社内の評価も冷たかった。主力はあくまで工作機械であり、自動組立機の売上が伸びても亜流とみられ、採算性を疑う声から「いつまで組立機を続けるつもりだ」という圧力さえかかったと社史は記す。それでも若手の技術者と営業担当者にとって、装着機はやりたいことをやらせてもらえる、売りやすくやりがいのある仕事であった。経営はこの部門を畳まず、1986年4月に仙台出張所を開き、1989年6月には愛知県岡崎市に岡崎工場を新設して実装機の供給体制を厚くした[15][16]

結果

売上の八割を電子部品組立機が占めるまで

1980年の前後から、同社は組立機のなかでも電子部品をプリント基板へ実装する機械に対象を絞った。
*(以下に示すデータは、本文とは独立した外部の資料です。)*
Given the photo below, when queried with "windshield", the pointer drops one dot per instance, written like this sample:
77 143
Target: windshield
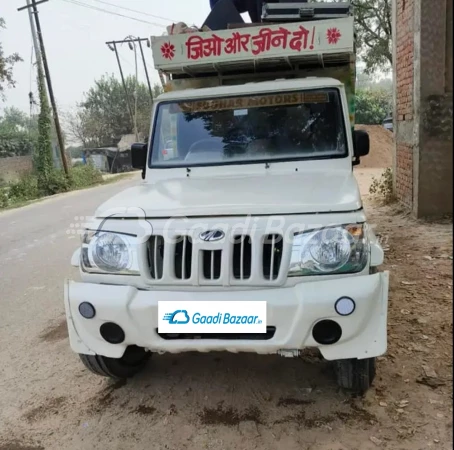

1985年3月期の単体売上高は186億1,200万円と、1976年3月期の4.6倍になっている。1990年9月には名古屋証券取引所市場第一部へ指定替えとなった。1999年4月、創業40年にあたって浅井亮宥社長は、売上の80数%以上を電子部品自動組立機が占めるに至ったと語り、表面実装分野の供給者として同社が世界の首位にあると述べている[17][18]

主要な取引先も入れ替わった。パソコンではヒューレット・パッカード、コンパック、デル、携帯電話ではモトローラ、ノキア、エリクソン、アルカテルの工場へ機械が入り、これらの企業の海外移転と受託生産の広がりに沿って納入先の国が増えた。浅井社長は、厳しい整理を経ずに済んだ理由について、一つの事業では経営の基盤が安定しないとして多角化を進め、社内で人材を移しながら成長分野へ事業を移してきたためと説明している[19][20]

残された工作機械の側

主力が入れ替わった後、工作機械は二本柱の細い方として残った。2011年3月期の工作機械事業は売上高59億5,100万円・セグメント損益9億1,300万円の赤字で、同じ期の電子部品組立機事業は売上高861億5,300万円・利益247億9,800万円を稼いでいる。同社は2015年3月期から工作機械事業の呼称をマシンツールへ改め、2016年3月期には電子部品組立機事業をロボットソリューションへ改めた。名称は替わったが、二つの事業の規模の差は縮まらなかった[21][22]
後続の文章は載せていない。